Gavrill had the good grace to smile rather than argue.
‘I may have made a brief enquiry as to how someone would expect to proceed were it true that Krishnin is not as dead as had been assumed.’
‘And the response?’
‘I can tell you anything you need to know, as long as it helps make the situation go away.’
‘Go away?’
‘Nobody wants an international incident. There is no reason for one man’s lunacy to become a serious political issue.’
‘Fine. His actions do not represent, nor did they ever represent, the wishes or intentions of his homeland. A fact that is reflected in said homeland’s generous assistance in bringing the man to justice. Right?’
‘I knew you would understand.’
‘Operation Black Earth.’
‘Yes.’
‘It was an operation designed to reanimate the dead?’
Gavrill gave an awkward shrug. ‘Absurd, I know.’
‘So absurd it appears to be happening.’
That certainly surprised him. ‘Really? It works?’

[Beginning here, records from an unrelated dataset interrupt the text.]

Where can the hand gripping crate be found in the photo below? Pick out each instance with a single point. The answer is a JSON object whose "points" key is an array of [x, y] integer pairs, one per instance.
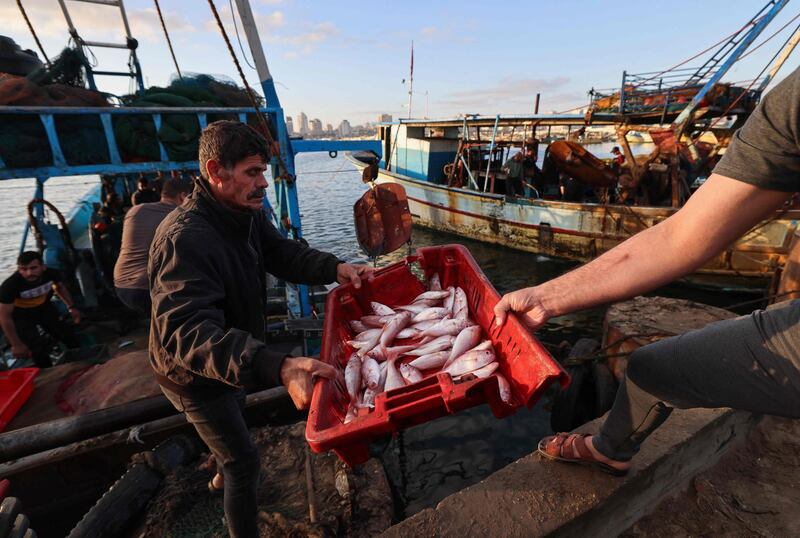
{"points": [[524, 362]]}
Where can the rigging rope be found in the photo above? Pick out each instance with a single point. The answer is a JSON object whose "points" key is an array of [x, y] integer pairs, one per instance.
{"points": [[250, 93], [33, 32], [239, 39], [169, 41]]}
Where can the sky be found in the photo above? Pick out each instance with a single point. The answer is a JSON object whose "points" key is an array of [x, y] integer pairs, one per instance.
{"points": [[347, 59]]}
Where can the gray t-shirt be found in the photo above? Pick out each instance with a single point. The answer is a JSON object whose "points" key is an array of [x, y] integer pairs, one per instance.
{"points": [[138, 231], [765, 152]]}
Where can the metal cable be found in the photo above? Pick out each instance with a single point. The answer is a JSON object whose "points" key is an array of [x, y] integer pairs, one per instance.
{"points": [[250, 93], [169, 41], [33, 32]]}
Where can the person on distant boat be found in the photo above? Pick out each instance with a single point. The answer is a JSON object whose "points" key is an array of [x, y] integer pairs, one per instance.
{"points": [[514, 170], [144, 193], [208, 272], [138, 230], [751, 362], [25, 305]]}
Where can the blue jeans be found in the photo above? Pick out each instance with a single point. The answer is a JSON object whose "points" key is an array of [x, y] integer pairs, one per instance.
{"points": [[220, 424]]}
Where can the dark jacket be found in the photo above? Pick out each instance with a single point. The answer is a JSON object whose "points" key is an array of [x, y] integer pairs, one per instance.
{"points": [[207, 273]]}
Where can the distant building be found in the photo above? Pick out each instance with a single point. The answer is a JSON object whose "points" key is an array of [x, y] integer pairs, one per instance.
{"points": [[302, 124]]}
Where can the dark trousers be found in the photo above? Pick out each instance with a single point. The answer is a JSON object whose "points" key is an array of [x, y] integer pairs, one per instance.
{"points": [[750, 363], [137, 300], [46, 317], [220, 424]]}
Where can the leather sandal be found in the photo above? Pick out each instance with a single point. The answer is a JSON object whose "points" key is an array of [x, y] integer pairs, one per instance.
{"points": [[571, 448]]}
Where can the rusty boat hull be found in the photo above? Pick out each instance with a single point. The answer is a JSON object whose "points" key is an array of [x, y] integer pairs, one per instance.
{"points": [[583, 231]]}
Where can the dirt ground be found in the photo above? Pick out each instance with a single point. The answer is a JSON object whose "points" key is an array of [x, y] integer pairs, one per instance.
{"points": [[753, 491], [349, 501]]}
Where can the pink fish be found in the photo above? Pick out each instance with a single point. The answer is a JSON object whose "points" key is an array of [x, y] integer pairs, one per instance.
{"points": [[469, 362], [381, 309], [447, 326], [430, 361], [431, 313], [410, 374], [393, 378], [352, 376], [434, 284], [505, 388], [465, 341], [370, 372], [393, 327]]}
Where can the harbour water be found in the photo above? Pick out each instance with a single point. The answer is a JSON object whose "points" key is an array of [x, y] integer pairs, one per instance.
{"points": [[428, 462]]}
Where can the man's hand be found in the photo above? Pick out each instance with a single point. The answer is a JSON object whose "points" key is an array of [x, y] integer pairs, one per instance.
{"points": [[353, 273], [528, 303], [297, 375], [20, 351]]}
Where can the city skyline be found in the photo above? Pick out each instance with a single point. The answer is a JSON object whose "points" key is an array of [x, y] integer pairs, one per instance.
{"points": [[347, 67]]}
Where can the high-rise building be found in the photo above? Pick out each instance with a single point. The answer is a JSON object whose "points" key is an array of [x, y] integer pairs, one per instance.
{"points": [[302, 123]]}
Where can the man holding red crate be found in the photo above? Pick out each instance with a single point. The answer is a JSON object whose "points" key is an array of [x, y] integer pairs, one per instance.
{"points": [[207, 271], [750, 363]]}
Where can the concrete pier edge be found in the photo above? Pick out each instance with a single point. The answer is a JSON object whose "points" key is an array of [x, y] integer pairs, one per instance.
{"points": [[536, 497]]}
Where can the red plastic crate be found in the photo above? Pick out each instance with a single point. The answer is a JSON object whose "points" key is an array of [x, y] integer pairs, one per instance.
{"points": [[528, 367], [16, 387]]}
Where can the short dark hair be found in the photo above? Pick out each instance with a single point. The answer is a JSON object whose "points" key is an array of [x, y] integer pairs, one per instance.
{"points": [[174, 186], [29, 256], [228, 142]]}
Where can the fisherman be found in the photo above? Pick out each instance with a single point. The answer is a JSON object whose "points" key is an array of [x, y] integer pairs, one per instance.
{"points": [[751, 362], [207, 271], [139, 227], [514, 170], [144, 193], [25, 304]]}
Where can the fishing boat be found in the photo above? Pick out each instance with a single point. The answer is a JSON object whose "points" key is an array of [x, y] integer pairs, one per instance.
{"points": [[454, 173]]}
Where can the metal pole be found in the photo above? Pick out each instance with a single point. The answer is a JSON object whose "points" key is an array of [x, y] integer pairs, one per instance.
{"points": [[491, 150]]}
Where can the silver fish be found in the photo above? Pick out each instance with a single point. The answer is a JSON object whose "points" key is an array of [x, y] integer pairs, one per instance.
{"points": [[434, 284], [465, 341], [447, 326], [381, 309], [431, 295], [469, 362], [505, 388], [393, 378], [358, 326], [368, 400], [431, 313], [414, 308], [430, 361], [440, 344], [397, 324], [370, 372], [410, 374], [352, 376]]}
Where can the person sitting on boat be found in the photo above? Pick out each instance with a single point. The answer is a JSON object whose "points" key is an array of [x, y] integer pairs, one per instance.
{"points": [[25, 305], [144, 193], [138, 230], [514, 170], [207, 274], [751, 362]]}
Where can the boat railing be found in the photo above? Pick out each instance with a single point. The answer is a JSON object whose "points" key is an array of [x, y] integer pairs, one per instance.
{"points": [[115, 164]]}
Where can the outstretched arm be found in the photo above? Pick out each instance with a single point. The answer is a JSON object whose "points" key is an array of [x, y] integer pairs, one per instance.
{"points": [[721, 211]]}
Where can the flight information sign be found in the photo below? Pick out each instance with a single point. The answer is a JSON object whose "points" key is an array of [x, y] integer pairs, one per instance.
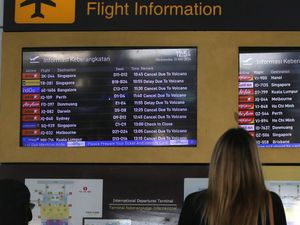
{"points": [[93, 97], [269, 98]]}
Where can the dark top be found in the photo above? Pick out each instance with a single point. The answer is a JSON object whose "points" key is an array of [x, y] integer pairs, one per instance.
{"points": [[191, 210]]}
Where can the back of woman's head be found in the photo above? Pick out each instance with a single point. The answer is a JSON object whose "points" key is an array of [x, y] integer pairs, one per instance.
{"points": [[235, 162], [235, 180], [14, 203]]}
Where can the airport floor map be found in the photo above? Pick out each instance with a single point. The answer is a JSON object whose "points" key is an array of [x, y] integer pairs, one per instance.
{"points": [[87, 194], [65, 201]]}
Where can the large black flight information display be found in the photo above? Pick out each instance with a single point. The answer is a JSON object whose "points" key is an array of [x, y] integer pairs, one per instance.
{"points": [[269, 98], [93, 97]]}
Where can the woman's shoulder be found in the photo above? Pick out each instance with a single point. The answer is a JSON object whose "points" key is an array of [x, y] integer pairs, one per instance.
{"points": [[275, 197]]}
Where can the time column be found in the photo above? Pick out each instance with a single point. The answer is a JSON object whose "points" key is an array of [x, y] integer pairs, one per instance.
{"points": [[120, 104]]}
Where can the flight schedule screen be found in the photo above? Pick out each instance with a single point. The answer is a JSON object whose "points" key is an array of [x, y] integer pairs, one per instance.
{"points": [[269, 98], [93, 97]]}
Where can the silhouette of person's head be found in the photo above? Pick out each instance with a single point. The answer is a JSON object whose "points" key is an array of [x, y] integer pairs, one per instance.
{"points": [[15, 206]]}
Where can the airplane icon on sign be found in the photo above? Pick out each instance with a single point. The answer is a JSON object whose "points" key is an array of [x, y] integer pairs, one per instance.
{"points": [[38, 4]]}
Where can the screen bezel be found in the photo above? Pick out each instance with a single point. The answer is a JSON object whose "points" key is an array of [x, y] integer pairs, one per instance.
{"points": [[108, 48]]}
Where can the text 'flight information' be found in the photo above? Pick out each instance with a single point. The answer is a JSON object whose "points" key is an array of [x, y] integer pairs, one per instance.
{"points": [[91, 97], [269, 98]]}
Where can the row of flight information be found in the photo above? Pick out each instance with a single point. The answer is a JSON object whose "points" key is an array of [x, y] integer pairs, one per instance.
{"points": [[269, 98], [109, 97], [85, 97]]}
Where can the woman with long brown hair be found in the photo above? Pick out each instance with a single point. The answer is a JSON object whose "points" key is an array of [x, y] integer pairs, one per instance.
{"points": [[236, 193]]}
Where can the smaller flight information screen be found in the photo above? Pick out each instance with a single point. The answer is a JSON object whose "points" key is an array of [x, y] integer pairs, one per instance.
{"points": [[94, 97], [269, 98]]}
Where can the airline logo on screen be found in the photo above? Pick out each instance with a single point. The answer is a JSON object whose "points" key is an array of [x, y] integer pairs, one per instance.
{"points": [[44, 11]]}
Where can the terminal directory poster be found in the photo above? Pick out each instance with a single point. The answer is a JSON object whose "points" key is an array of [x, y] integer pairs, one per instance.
{"points": [[85, 194], [269, 97], [94, 97], [56, 200]]}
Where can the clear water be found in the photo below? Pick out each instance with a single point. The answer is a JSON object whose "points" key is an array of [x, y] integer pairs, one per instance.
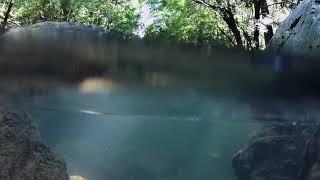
{"points": [[143, 133]]}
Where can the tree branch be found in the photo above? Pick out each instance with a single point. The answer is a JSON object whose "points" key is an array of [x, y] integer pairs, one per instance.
{"points": [[228, 37], [204, 3]]}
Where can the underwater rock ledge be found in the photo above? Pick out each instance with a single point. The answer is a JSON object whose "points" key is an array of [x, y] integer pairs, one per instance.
{"points": [[281, 152], [23, 155]]}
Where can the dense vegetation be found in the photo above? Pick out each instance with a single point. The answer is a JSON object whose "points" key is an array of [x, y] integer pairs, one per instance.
{"points": [[248, 24]]}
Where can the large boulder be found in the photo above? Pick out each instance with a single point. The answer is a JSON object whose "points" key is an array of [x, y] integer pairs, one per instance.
{"points": [[283, 151], [23, 155], [299, 34]]}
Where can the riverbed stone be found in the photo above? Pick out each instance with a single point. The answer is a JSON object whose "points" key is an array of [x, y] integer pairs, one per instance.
{"points": [[23, 154]]}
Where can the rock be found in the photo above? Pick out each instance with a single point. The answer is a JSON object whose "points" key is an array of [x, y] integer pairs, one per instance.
{"points": [[300, 32], [279, 152], [23, 155]]}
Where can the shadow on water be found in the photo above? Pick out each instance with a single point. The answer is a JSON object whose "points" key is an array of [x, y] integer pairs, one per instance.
{"points": [[150, 113]]}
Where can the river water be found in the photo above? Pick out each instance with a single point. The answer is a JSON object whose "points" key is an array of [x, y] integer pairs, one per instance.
{"points": [[106, 130]]}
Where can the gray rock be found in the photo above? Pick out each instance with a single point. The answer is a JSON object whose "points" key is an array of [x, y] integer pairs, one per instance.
{"points": [[300, 32], [23, 155], [280, 152]]}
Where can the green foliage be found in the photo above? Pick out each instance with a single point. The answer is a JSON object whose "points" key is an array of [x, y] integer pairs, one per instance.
{"points": [[121, 16], [184, 22]]}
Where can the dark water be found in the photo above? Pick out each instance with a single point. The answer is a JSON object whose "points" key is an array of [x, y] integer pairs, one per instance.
{"points": [[143, 133]]}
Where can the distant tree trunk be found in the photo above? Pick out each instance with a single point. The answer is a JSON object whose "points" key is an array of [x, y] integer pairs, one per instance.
{"points": [[65, 7], [265, 12], [6, 17], [228, 17], [257, 7]]}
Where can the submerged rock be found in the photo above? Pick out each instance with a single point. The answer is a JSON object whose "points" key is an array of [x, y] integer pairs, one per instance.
{"points": [[299, 33], [286, 151], [23, 155]]}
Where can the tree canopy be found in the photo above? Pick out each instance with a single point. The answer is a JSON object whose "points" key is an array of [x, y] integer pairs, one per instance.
{"points": [[247, 24]]}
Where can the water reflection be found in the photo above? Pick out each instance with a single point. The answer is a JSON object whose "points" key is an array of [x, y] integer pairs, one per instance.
{"points": [[96, 85], [77, 178], [143, 133]]}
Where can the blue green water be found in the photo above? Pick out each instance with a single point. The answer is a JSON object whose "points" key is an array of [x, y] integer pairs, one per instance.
{"points": [[143, 133]]}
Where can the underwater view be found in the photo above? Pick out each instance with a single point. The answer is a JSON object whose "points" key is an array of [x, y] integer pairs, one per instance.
{"points": [[159, 90], [143, 133]]}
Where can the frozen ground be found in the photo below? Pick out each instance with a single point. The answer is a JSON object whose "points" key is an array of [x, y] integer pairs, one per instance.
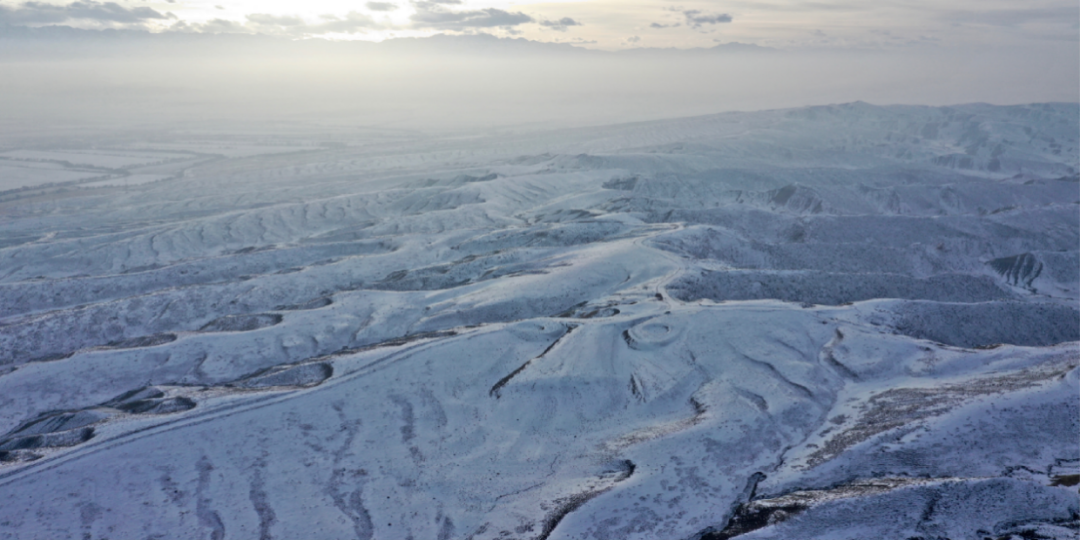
{"points": [[840, 322]]}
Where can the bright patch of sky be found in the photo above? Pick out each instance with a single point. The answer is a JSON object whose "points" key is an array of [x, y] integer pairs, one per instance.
{"points": [[604, 24]]}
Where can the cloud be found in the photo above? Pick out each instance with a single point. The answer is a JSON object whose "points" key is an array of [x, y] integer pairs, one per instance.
{"points": [[430, 14], [267, 19], [381, 5], [561, 25], [30, 13], [696, 18]]}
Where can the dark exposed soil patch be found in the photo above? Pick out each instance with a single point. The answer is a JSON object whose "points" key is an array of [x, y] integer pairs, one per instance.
{"points": [[831, 288], [987, 324], [242, 323]]}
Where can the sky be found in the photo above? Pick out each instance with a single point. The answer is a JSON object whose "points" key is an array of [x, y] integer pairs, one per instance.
{"points": [[885, 52], [597, 24]]}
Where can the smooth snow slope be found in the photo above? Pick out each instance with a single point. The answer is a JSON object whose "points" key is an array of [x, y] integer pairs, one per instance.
{"points": [[834, 322]]}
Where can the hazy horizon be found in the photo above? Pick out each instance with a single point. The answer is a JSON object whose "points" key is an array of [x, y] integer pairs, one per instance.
{"points": [[484, 65]]}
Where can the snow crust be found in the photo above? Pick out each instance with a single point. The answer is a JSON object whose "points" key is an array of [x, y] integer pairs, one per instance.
{"points": [[833, 322]]}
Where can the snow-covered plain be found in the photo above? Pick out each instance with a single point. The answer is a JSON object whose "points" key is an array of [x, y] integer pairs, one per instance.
{"points": [[840, 322]]}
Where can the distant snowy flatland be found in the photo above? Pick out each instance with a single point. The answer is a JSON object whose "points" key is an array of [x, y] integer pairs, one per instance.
{"points": [[840, 322]]}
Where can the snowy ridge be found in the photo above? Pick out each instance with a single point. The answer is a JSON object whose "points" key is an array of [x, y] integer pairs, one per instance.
{"points": [[832, 322]]}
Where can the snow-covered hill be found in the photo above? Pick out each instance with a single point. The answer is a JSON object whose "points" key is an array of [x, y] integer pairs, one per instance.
{"points": [[832, 322]]}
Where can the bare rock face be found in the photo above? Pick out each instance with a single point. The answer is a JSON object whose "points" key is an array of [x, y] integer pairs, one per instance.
{"points": [[831, 322]]}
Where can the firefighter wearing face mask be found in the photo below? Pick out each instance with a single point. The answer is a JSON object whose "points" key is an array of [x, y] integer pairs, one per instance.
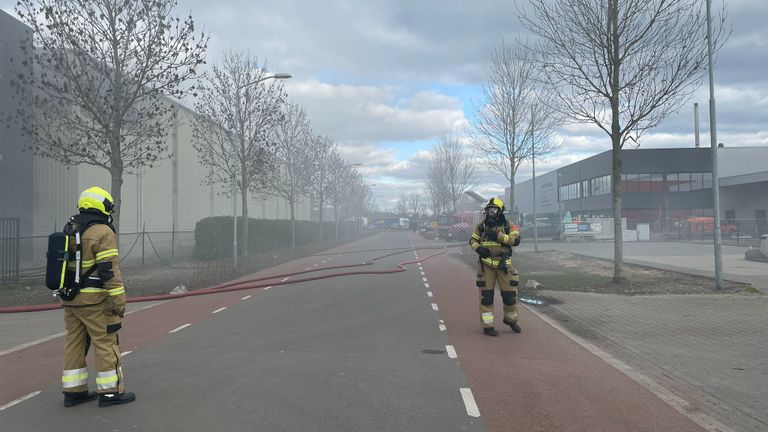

‘We have a body dating from 1963 that should be nothing but dust and yet has been dangerously active.’
‘How dangerously?’
‘One man dead.’
Gavrill shook his head, got to his feet, topped up his glass and began to talk once more.
‘In its simplest terms the idea was this: what better sleeper agents could we hope for than the dead? People die every day, millions of the population, boxed up and hidden away, from coast to coast. If there was a way of weaponising them, of turning them to our advantage, we could cripple a country in a matter of hours.
‘The principle is sound enough, albeit too macabre for most politicians’ taste. It would be hard to fly the flag of glorious victory when that victory had been won by rotting cadavers. Apparently they would rather drop nuclear bombs.
‘Sünner had developed a serum that he claimed would achieve two distinct things: preserve the body post mortem (it’s all very well using the dead as sleeper agents, but how long are they of any viable use?) and turn the corpse into a controllable shell. The former was achievable, the latter was not. You’re working against impossible factors. The body is dead, its brain nothing more than meat. Even if you could somehow preserve the viability of the nervous system how could you control the body remotely? They still achieved the impossible: they reanimated test subjects, but they could not control them.